Il a pris cette décision "par mesure de solidarité" envers les salariés à qui il a été demandé de faire des efforts, et non en raison de la "situation critique" du groupe, a expliqué la porte-parole.

Le directeur général a également "suspendu le paiement de sa prime d'arrivée" de 150.000 euros, sans y renoncer toutefois pour l'instant, contrairement à qu'affirme le quotidien, a-t-elle précisé.

Pour autant, en cas de révocation de son mandat au bout d'un an, il est prévu que Frédéric Rose, qui reçoit un salaire annuel de 800.000 euros, bénéficie "d’une indemnité d’un montant brut maximal égal à quinze mois de sa rémunération fixe et variable". Un paiement "subordonné pour moitié" à la réalisation de certains objectifs financiers, selon un document disponible sur le site internet de l'entreprise.

L'ancien groupe d'électronique grand public, qui a fini 2008 sur une perte de 1,93 milliard et une dette record de 2,1 milliards d'euros, joue actuellement sa survie.
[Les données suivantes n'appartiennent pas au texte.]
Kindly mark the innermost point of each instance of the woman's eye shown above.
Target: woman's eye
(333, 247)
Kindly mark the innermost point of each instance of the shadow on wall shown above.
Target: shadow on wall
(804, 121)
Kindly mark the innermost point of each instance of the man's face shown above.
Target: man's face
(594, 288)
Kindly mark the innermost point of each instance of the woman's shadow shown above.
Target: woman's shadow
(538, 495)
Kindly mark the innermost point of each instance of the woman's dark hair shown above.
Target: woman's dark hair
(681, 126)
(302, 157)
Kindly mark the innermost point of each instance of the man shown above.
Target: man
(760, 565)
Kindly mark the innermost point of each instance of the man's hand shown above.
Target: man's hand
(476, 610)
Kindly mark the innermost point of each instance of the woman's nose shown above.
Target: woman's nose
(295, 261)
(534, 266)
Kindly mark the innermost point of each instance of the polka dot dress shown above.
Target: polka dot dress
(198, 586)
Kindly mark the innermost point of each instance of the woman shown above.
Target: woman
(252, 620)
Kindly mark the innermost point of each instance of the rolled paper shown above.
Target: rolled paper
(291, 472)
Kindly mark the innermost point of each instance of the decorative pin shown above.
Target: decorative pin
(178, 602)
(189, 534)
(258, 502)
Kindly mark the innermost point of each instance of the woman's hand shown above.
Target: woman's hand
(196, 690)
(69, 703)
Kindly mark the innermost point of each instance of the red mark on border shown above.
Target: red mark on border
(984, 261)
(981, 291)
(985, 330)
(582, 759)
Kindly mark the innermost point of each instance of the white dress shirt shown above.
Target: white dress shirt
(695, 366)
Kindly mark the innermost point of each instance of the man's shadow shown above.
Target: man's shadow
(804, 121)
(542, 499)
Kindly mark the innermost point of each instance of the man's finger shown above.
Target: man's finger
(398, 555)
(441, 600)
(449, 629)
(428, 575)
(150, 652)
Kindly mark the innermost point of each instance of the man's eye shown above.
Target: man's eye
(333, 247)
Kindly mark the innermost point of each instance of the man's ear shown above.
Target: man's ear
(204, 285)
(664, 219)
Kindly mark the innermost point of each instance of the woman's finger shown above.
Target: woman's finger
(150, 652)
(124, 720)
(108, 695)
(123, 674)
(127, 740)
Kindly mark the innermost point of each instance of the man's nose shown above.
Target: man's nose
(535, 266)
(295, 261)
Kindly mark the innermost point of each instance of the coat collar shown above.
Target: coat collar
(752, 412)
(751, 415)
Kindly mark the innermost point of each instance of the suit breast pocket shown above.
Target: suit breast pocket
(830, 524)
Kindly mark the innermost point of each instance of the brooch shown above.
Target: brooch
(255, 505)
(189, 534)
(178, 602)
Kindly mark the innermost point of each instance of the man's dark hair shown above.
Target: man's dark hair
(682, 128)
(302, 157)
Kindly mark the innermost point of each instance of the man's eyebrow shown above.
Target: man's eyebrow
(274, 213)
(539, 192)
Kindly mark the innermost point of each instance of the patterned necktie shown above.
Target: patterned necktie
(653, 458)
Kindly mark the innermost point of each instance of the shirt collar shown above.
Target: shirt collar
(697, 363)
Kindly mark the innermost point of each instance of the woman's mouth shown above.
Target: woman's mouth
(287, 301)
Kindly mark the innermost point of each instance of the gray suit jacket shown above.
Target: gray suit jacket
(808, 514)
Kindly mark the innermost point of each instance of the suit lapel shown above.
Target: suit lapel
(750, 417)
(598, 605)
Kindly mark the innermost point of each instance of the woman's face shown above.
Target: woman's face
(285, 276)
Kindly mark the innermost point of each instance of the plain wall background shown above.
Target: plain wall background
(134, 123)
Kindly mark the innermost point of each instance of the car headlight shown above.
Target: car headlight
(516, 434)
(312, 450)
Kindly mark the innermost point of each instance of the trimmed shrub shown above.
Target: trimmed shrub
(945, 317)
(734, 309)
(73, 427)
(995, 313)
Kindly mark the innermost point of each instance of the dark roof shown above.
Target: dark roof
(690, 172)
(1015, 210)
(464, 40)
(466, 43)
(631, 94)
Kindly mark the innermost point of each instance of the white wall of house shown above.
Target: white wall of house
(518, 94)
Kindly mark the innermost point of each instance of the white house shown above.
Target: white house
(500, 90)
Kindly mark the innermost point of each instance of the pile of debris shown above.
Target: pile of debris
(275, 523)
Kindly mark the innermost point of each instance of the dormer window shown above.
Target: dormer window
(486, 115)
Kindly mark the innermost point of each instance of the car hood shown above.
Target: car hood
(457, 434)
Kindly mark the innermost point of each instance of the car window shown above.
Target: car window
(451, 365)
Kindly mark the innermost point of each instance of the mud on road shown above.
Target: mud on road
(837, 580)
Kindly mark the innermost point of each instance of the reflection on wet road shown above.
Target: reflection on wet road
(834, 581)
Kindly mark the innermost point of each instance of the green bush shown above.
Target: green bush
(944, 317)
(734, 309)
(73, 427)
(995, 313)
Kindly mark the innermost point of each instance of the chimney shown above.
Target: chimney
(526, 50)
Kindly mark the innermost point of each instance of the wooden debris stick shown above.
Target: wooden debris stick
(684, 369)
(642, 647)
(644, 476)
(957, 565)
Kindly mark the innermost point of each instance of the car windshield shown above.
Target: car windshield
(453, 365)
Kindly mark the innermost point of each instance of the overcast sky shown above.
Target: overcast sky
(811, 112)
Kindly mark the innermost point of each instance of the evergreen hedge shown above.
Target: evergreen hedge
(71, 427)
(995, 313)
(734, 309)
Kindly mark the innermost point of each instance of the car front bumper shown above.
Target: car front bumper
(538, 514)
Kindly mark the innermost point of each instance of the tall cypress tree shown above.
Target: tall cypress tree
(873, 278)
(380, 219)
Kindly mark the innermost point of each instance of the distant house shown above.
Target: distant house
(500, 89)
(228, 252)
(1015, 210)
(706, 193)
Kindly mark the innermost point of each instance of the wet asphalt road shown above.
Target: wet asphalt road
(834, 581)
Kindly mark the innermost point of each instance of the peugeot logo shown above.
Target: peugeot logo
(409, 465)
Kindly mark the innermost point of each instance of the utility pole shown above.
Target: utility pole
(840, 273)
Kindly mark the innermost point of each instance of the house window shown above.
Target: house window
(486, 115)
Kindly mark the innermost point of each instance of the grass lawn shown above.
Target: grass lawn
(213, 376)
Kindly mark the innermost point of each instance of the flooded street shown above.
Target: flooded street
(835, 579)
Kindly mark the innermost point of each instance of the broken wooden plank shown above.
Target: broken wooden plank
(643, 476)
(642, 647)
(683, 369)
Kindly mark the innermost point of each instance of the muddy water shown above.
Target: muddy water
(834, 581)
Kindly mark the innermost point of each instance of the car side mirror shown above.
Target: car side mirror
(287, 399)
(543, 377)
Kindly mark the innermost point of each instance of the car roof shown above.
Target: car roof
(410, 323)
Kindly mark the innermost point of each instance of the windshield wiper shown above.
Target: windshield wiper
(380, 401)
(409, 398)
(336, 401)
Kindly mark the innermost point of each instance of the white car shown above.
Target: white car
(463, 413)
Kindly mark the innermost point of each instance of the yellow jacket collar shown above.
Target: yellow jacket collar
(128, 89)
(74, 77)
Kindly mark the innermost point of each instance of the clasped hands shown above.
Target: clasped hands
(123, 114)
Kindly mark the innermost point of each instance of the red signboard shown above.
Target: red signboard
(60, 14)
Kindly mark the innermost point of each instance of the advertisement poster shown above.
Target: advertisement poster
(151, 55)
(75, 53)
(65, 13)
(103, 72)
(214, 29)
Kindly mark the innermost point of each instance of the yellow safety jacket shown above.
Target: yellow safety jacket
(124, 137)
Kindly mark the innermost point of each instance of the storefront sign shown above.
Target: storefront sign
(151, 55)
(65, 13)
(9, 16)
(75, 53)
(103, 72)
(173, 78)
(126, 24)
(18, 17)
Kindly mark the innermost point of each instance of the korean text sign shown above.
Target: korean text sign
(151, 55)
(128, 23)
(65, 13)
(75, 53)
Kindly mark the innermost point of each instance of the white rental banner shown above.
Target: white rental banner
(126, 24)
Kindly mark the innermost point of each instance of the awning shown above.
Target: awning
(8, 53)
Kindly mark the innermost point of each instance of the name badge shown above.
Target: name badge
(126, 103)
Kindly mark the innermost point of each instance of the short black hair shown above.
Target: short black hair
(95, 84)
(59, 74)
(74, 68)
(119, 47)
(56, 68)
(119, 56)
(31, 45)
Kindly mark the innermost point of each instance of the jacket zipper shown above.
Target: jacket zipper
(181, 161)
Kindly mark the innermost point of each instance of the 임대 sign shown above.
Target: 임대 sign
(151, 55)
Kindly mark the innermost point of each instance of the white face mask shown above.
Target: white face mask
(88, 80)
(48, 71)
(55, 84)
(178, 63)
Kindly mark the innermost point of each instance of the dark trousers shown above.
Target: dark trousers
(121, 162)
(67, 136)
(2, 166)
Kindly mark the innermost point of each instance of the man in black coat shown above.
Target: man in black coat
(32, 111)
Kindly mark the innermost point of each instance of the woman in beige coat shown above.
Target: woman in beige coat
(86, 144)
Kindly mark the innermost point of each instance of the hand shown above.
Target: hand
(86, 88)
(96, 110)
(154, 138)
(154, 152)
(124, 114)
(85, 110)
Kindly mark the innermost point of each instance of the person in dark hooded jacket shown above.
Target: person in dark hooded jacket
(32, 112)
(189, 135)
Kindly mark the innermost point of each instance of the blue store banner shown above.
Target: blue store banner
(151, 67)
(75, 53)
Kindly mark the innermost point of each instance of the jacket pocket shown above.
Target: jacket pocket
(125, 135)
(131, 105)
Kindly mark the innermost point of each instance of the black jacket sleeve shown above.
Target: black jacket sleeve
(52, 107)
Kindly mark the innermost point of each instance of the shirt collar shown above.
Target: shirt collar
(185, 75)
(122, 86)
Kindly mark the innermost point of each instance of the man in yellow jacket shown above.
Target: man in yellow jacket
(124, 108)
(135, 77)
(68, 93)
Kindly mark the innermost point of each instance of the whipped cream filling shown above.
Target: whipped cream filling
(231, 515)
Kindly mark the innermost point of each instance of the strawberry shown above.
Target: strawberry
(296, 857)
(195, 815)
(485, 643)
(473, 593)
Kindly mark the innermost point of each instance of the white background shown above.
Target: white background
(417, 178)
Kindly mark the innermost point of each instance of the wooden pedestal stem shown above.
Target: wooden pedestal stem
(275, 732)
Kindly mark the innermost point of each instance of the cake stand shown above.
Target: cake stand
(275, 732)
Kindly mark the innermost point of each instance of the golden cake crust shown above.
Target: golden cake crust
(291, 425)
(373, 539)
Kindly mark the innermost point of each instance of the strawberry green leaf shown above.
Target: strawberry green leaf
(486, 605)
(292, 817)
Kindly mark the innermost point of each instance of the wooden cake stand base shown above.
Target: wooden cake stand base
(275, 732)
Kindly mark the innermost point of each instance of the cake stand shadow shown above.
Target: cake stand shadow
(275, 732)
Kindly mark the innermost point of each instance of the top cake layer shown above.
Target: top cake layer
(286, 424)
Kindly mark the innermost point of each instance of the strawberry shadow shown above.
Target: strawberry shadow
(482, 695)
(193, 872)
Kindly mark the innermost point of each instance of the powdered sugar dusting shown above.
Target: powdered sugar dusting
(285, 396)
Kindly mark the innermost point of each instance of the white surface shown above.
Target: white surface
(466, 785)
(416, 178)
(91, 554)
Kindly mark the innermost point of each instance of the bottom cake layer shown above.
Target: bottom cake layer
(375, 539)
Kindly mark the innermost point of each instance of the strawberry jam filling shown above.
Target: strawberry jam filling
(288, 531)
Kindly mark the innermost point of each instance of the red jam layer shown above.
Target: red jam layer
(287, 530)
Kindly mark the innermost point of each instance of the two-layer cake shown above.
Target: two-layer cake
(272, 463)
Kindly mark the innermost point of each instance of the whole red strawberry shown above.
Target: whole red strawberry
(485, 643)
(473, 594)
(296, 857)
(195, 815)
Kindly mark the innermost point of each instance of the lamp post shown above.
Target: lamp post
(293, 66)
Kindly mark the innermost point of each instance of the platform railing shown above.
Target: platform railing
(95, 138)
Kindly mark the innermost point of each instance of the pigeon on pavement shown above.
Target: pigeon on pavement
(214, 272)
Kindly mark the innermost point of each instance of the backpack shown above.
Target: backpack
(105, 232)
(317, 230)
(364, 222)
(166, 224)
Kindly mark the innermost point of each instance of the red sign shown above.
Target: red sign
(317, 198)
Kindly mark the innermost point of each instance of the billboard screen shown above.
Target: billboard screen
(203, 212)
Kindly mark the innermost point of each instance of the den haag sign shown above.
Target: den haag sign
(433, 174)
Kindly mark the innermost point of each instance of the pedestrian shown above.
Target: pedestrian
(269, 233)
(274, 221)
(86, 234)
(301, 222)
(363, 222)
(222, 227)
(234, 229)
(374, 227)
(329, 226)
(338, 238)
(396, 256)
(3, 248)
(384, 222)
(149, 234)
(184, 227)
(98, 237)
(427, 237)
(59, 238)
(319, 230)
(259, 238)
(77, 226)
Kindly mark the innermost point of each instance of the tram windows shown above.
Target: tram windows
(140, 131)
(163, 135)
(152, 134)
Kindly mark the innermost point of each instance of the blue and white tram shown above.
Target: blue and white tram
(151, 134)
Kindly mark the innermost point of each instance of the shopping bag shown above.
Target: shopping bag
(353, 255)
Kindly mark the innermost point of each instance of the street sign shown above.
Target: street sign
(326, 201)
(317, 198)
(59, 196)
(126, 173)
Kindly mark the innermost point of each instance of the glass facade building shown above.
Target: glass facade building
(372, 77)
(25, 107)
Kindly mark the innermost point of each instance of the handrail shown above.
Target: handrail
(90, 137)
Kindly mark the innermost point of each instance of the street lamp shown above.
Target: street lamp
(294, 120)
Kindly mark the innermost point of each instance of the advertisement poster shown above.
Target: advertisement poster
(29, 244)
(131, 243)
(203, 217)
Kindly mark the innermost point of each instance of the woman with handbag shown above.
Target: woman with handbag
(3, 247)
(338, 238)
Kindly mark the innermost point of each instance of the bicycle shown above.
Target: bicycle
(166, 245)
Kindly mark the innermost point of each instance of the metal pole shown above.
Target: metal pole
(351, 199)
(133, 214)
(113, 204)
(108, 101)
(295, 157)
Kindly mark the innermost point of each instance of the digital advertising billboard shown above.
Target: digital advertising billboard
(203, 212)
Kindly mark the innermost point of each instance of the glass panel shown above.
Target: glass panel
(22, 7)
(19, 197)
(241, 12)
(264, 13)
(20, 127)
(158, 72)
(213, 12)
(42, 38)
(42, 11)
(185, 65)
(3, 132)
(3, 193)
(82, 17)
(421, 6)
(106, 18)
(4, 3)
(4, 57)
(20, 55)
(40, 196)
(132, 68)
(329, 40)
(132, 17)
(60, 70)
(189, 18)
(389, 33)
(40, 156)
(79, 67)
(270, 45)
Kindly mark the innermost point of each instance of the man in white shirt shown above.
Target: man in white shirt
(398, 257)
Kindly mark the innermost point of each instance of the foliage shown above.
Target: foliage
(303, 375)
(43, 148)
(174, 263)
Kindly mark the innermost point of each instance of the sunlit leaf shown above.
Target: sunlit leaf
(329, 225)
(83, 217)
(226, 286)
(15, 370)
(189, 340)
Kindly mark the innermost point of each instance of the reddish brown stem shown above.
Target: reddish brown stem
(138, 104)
Il a annoncé qu'il ne serait pas en mesure de respecter ses engagements bancaires, une fois ses comptes 2008 audités d'ici la fin du mois d'avril. Ses créanciers seront donc en droit de demander le remboursement de l'essentiel de la dette, ce qui aboutirait à la faillite du groupe.

Pour les convaincre, Frédéric Rose a présenté en mars un plan à horizon 2011 qui prévoit notamment la cession de 1,1 milliard d'euros de chiffre d'affaires, soit 20% de ses activités, pour se recentrer autour des studios de cinéma et de télévision.